町には必ずと言っていいほど、1つはある精米所。しかし、そのほとんどが無人の自動精米所になってしまっている。昔は管理者が1人でもおりお米の出来栄えや、生産方法などの技術向上のための情報交換場所として、そのほか地域の重要なコミュニティの場所として存在していた。
ここ、綾町では町の人達の希望で精米所を組合として、古くから経営してきた。そして、現在も有人として日々地域のために運営している。それが、「狩行司共同作業所」という精米所。ここの管理人の方にお話をお伺いしましたが、管理人の方のおばあちゃんの時代からあったというので、半世紀以上あるのではないだろうかという事。

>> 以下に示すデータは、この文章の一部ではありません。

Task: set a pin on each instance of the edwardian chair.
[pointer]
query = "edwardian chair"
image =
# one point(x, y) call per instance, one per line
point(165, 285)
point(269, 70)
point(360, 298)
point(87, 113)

お店の看板も年季が入っており、中の精米機もアンティークのような風格である。でも、現在も現役で稼働している町の縁の下の力持ち。それだけ大事に使われている事が、そのツヤでわかる。

宮崎県綾町は「有機農業の町」として今では全国区になったが、農家を支えるまた別の農家の存在があり、農家の食をこういう形で支えている、外にはなかなか見えずらい地域の絆がしっかりとある。

綾町内では、お米を栽培する農家の数が年々、高齢化や後継者不足という問題で減少しており、また飼料米への転換を図る人も多くいるため精米所としての稼働が少なくなってきている現状もある。地域の宝が1つでも多く次の世代へ引き継いでいけるように、私達は綾町産のお米の消費を拡大するPRを今後も続けていきます。

100年後の未来への綾町の魅力を伝えるために。